Probabilistic counters are well-known tools often used for space-efficient set cardinality estimation. In this paper, we investigate probabilistic counters from the perspective of preserving privacy. We use the standard, rigid differential privacy notion. The intuition is that the probabilistic counters do not reveal too much information about individuals but provide only general information about the population. Therefore, they can be used safely without violating the privacy of individuals. However, it turned out, that providing a precise, formal analysis of the privacy parameters of probabilistic counters is surprisingly difficult and needs advanced techniques and a very careful approach. We demonstrate that probabilistic counters can be used as a privacy protection mechanism without extra randomization. Namely, the inherent randomization from the protocol is sufficient for protecting privacy, even if the probabilistic counter is used multiple times. In particular, we present a specific privacy-preserving data aggregation protocol based on Morris Counter and MaxGeo Counter. Some of the presented results are devoted to counters that have not been investigated so far from the perspective of privacy protection. Another part is an improvement of previous results. We show how our results can be used to perform distributed surveys and compare the properties of counter-based solutions and a standard Laplace method.

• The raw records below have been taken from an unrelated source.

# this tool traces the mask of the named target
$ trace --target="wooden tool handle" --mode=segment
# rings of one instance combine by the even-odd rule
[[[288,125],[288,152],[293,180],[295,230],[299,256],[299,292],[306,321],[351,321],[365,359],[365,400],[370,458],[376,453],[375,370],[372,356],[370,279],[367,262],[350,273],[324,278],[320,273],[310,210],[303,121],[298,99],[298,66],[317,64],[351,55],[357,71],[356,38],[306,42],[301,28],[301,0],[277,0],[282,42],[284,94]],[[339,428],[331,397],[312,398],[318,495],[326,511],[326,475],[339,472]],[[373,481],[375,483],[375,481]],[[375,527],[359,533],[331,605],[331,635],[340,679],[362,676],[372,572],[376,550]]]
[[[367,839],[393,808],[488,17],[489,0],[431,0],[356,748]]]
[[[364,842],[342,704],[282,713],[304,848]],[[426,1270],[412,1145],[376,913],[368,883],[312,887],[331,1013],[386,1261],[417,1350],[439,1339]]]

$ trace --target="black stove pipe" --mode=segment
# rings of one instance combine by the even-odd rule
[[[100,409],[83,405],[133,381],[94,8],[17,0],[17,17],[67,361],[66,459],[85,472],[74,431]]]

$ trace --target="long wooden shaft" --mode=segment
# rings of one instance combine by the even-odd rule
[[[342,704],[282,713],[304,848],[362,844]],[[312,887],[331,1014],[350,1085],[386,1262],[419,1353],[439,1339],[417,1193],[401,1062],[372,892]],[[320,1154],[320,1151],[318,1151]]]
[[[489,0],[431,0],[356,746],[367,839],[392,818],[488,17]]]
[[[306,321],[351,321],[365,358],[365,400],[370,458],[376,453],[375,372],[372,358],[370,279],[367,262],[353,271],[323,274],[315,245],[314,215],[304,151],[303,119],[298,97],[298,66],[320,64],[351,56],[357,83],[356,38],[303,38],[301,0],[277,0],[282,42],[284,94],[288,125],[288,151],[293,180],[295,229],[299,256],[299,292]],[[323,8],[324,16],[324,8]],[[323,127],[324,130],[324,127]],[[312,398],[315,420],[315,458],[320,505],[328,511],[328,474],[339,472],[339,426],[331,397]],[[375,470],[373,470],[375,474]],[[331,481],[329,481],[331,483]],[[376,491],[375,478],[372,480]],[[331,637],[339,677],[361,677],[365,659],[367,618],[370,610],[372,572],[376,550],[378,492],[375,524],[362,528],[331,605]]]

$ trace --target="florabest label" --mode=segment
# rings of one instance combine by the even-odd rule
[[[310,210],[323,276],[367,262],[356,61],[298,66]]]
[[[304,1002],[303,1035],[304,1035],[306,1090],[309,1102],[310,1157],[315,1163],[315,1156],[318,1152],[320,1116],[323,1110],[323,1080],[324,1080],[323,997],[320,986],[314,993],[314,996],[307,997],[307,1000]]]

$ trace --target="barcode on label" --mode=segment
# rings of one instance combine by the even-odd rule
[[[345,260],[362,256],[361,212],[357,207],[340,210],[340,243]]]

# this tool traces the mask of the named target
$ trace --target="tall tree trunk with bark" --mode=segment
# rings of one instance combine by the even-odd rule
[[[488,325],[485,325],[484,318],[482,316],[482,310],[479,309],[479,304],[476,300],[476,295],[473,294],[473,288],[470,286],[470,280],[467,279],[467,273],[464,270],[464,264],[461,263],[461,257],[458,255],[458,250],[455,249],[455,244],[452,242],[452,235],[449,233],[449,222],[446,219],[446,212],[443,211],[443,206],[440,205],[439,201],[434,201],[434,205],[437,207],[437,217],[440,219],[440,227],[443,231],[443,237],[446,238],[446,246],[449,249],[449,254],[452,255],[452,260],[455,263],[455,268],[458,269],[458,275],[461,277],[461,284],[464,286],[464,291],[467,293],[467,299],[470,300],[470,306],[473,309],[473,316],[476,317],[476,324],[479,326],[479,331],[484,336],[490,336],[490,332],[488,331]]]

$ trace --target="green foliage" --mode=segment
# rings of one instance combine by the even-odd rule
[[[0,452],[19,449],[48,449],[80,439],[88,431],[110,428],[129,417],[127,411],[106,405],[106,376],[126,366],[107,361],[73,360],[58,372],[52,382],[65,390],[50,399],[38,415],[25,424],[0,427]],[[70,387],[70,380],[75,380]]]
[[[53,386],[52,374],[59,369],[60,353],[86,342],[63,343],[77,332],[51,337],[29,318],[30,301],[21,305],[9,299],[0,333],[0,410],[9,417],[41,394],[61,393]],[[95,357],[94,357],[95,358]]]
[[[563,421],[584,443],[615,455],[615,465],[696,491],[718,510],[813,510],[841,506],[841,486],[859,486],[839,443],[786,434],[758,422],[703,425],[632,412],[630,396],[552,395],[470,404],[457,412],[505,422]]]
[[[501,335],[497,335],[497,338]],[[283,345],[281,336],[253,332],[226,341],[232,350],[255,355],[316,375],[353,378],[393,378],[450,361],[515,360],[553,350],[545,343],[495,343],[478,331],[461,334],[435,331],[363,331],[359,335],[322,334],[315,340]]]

翻译：概率计数器是常用于空间高效集合基数估计的经典工具。本文从隐私保护的角度研究概率计数器。我们采用标准且严格的差分隐私概念。直观而言，概率计数器不会泄露过多个体信息，仅提供关于群体的总体信息。因此，它们能被安全使用而不侵犯个体隐私。然而，事实证明，对概率计数器的隐私参数进行精确的形式化分析异常困难，需借助先进技术与极其严谨的方法。我们证明，概率计数器可作为无需额外随机化的隐私保护机制：即使重复使用概率计数器，协议内在的随机化特性足以保障隐私。具体而言，我们提出一种基于莫里斯计数器与最大-几何计数器的特定隐私保护数据聚合协议。部分结果聚焦于此前未经隐私视角考察的计数器类型；另一部分则是对既有结果的改进。我们展示了如何利用这些结果开展分布式调查，并对比了基于计数器的方案与标准拉普拉斯方法的特性。